- Kipipiri Location within Kenya

Highest point
- Elevation: 3,349 m (10,988 ft)
- Coordinates: 0°26′15″S 36°32′34″E﻿ / ﻿0.437432°S 36.542673°E

Geography
- Location: Kenya

= Mount Kipipiri =

Mountain in Kenya

Mount Kipipiri is an isolated volcano in the Wanjohi Valley, on the Kinangop Plateau near to the Aberdare Range.
It is about 20 mi northeast of Lake Naivasha, which is visible from the summit.
Wildlife includes Colobus and Sykes monkeys, elephants and buffalo and abundant birdlife.
The name of the mountain means "butterfly" in the Gikuyu language, a reference to its profile from a distance.
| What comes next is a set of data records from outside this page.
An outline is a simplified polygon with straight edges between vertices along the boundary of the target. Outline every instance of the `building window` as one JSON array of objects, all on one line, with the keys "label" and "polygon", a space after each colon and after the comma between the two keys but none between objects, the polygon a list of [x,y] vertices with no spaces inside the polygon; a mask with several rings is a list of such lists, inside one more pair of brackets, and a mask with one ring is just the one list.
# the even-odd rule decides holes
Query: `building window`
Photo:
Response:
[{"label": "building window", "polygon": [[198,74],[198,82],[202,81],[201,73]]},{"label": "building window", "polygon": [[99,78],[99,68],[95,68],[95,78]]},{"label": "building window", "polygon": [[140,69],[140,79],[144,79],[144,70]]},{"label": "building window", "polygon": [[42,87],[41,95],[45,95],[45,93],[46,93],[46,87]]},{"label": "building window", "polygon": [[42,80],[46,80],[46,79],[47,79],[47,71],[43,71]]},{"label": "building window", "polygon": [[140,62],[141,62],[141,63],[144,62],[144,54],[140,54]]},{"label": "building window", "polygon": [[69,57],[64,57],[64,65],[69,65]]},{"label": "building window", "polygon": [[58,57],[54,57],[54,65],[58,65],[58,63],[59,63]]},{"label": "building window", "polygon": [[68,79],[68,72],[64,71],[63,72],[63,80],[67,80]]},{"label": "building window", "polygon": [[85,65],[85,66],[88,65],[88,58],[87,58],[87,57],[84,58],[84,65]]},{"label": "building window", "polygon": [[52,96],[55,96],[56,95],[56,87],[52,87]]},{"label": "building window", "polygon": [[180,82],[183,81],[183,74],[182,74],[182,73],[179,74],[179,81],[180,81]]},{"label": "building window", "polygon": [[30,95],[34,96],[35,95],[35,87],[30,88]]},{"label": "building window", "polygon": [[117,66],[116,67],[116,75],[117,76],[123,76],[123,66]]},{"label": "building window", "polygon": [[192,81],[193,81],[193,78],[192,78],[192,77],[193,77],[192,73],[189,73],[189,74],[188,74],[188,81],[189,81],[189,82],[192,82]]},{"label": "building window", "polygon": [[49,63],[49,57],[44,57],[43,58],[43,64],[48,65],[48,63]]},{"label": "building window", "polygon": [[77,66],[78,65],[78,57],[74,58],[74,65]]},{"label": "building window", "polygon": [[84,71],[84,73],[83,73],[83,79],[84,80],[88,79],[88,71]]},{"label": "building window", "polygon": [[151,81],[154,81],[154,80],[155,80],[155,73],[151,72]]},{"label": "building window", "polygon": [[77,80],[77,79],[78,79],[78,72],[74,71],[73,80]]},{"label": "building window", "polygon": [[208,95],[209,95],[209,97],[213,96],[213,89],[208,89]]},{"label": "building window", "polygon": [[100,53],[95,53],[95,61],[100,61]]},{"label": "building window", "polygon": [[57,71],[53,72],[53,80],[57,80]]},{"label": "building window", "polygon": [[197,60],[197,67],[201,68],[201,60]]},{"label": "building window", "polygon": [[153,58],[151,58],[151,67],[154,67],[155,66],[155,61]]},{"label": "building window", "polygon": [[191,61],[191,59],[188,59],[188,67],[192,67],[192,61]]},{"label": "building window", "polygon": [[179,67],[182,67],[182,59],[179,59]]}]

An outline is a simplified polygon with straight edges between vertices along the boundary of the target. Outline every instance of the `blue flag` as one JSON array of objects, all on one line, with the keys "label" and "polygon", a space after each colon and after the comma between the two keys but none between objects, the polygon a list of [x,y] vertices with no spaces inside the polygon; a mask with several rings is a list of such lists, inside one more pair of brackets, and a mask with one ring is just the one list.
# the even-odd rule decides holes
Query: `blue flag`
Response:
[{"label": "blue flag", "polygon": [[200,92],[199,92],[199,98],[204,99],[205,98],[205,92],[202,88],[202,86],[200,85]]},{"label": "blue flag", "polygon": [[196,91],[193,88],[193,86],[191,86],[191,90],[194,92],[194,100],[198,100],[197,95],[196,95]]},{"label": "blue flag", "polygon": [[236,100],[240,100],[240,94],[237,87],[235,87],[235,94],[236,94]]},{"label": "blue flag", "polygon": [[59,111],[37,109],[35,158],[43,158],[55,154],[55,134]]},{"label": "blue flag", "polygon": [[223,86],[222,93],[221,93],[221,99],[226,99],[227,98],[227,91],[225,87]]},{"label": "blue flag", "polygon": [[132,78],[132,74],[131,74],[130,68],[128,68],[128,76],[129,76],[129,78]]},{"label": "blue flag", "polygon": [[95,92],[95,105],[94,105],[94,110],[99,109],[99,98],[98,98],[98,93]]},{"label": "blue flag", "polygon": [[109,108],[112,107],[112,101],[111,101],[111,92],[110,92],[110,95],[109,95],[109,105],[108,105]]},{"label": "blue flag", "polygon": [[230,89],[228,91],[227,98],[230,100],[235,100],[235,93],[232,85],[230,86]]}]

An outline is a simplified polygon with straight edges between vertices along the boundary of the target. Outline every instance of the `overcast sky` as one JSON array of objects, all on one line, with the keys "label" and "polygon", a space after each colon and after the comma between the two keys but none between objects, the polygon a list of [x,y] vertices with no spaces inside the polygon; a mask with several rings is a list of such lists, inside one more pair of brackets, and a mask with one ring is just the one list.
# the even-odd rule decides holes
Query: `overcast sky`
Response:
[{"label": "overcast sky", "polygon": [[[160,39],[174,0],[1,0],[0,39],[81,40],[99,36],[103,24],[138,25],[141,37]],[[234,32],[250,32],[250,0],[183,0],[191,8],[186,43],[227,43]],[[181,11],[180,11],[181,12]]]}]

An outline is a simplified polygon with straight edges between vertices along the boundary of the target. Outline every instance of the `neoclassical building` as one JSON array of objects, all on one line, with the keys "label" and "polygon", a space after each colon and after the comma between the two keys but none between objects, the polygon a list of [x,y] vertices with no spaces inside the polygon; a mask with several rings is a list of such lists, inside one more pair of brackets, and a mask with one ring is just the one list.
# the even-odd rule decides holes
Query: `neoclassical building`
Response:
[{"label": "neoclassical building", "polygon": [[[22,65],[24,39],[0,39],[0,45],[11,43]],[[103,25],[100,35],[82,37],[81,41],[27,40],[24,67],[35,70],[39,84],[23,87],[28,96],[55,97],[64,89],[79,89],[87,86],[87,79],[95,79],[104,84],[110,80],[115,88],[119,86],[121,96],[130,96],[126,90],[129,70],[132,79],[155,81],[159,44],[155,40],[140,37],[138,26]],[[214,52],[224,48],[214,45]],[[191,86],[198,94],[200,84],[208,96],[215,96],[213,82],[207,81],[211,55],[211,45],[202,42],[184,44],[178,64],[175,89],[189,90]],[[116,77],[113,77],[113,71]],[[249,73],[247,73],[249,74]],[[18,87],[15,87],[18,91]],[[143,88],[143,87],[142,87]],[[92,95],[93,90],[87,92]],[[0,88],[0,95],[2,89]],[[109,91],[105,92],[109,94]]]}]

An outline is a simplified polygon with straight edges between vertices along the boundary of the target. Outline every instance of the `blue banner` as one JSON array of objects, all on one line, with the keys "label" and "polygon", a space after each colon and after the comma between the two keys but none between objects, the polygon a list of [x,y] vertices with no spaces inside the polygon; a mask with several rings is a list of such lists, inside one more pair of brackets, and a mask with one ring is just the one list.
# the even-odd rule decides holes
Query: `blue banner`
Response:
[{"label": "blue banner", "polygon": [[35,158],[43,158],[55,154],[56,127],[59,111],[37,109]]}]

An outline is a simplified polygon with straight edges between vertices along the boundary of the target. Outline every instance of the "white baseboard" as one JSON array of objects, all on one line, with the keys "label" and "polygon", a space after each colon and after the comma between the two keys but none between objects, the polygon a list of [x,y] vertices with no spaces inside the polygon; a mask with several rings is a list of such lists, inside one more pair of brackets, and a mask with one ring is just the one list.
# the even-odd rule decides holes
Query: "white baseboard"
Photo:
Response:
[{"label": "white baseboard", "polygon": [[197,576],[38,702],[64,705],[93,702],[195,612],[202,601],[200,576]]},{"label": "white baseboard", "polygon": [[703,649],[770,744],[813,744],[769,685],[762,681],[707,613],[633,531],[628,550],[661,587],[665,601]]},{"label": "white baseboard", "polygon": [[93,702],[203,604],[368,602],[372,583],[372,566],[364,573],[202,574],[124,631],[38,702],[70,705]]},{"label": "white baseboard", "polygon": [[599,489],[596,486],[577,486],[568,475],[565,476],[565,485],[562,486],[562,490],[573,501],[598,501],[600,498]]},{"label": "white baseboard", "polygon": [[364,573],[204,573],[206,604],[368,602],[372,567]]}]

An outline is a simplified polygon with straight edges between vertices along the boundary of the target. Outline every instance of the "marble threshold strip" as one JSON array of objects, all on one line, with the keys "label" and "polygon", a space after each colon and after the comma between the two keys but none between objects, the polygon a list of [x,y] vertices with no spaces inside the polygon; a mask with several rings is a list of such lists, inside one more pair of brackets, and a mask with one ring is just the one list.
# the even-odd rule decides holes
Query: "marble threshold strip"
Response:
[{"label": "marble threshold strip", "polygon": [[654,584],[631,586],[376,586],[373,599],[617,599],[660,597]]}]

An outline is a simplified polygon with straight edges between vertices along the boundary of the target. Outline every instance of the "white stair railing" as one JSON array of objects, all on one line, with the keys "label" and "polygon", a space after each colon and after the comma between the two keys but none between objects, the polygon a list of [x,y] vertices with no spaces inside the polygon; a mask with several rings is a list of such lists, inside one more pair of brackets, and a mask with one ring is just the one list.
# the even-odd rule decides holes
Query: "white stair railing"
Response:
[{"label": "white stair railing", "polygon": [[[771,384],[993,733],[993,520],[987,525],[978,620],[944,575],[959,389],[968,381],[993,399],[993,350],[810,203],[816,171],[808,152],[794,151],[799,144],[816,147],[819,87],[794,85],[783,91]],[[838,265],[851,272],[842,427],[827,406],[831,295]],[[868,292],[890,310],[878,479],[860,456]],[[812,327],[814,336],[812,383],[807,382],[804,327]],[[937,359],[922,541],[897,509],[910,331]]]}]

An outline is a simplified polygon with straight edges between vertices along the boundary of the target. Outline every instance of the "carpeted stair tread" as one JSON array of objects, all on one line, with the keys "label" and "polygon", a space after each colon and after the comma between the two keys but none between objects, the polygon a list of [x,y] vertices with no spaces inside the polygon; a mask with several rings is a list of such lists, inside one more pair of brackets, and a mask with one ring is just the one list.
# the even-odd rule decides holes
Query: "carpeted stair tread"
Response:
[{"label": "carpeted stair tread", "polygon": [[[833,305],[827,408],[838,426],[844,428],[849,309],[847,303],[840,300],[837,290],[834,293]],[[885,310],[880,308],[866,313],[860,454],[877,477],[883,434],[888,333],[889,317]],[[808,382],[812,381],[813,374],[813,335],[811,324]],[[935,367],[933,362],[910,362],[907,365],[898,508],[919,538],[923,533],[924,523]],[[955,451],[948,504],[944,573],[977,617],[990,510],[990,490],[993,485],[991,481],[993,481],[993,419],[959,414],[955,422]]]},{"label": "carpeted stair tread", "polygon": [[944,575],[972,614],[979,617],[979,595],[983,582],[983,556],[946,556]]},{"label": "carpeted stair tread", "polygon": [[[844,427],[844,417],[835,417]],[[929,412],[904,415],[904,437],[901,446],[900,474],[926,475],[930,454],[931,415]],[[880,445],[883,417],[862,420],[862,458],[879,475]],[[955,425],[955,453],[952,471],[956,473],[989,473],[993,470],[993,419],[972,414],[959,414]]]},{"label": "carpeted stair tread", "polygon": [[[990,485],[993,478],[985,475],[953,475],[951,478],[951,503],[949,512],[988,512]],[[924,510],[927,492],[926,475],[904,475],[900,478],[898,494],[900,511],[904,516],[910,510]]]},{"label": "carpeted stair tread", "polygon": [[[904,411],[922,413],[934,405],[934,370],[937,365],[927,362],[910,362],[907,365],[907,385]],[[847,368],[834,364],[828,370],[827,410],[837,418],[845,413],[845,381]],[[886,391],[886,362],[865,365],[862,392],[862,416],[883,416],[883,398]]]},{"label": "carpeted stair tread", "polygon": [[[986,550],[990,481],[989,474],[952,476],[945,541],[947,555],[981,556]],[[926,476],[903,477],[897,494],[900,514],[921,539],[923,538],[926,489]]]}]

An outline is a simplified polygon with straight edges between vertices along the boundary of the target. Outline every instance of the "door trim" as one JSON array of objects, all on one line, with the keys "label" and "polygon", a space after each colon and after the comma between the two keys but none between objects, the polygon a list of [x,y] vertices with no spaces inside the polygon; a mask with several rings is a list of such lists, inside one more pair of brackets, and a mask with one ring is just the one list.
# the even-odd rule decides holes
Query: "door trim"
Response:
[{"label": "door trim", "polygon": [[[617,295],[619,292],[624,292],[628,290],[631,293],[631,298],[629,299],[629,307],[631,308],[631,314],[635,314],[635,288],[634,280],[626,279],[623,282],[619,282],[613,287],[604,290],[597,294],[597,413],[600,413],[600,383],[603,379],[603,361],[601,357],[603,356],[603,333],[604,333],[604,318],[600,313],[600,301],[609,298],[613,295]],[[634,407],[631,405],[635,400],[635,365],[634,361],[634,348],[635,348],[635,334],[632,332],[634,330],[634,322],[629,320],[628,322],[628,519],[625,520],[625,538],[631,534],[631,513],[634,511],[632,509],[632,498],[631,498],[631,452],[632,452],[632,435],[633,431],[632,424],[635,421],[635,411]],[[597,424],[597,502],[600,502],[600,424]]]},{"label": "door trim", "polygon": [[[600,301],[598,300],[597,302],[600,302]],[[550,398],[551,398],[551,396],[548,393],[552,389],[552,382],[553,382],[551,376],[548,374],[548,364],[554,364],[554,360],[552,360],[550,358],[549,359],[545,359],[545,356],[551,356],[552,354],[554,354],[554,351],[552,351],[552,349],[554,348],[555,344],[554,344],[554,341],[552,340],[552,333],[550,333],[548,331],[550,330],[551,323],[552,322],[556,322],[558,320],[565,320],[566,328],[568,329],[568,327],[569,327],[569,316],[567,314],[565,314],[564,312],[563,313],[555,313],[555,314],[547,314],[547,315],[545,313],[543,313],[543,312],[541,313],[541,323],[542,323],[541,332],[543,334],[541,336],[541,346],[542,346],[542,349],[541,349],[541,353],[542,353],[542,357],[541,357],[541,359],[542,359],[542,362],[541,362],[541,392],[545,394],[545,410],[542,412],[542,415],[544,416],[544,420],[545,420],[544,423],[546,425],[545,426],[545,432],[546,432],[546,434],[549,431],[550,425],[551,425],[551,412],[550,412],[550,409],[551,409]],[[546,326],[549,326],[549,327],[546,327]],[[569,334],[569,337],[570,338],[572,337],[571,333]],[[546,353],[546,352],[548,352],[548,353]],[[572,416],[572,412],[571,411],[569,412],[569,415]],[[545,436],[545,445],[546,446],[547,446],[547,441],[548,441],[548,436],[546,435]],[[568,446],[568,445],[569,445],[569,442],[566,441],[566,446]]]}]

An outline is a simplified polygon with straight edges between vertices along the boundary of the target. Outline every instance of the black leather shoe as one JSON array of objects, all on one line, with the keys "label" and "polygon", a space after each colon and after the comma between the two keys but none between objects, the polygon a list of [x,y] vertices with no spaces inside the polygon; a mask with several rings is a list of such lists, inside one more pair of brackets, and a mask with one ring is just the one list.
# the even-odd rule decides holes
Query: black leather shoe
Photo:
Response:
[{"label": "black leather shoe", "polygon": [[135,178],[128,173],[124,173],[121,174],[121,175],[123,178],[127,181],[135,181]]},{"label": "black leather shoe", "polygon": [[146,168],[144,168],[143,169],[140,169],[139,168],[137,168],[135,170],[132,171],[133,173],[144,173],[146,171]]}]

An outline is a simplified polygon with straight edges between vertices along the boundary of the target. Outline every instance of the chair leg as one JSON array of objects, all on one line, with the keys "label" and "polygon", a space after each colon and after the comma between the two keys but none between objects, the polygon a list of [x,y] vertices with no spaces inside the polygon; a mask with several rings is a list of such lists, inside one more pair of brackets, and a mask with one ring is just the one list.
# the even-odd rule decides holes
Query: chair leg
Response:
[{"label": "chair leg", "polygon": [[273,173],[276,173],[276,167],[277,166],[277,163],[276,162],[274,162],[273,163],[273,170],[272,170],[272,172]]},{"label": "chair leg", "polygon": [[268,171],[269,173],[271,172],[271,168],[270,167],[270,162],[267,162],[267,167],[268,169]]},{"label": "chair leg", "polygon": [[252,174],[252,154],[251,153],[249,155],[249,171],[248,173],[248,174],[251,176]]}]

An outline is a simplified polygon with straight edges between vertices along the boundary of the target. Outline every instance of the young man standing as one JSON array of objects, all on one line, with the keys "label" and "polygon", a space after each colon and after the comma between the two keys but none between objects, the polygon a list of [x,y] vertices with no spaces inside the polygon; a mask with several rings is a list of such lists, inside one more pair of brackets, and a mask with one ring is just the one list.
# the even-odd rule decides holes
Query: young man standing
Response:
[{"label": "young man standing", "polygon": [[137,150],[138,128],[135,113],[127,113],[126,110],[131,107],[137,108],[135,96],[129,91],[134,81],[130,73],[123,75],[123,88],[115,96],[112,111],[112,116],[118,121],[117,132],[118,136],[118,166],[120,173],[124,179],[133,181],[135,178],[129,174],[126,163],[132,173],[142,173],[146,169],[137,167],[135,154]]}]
The Mount Kipipiri Forest Reserve is part of the Aberdare National Park.
In 2005 it was estimated that the 43 km2 forest reserve was home to about 13 elephants.
In June 2009 lengthy negotiations were concluded over the alignment of a wildlife corridor between Kipipiri and the main Aberdare park, with plans to fence the corridor.
Grids of rolling bars with gaps between them replace the fence at the points where roads cross the corridor, forming an obstacle that cars can cross but that wildlife will not attempt. This keeps the wildlife, particularly elephants, away from farmers' fields.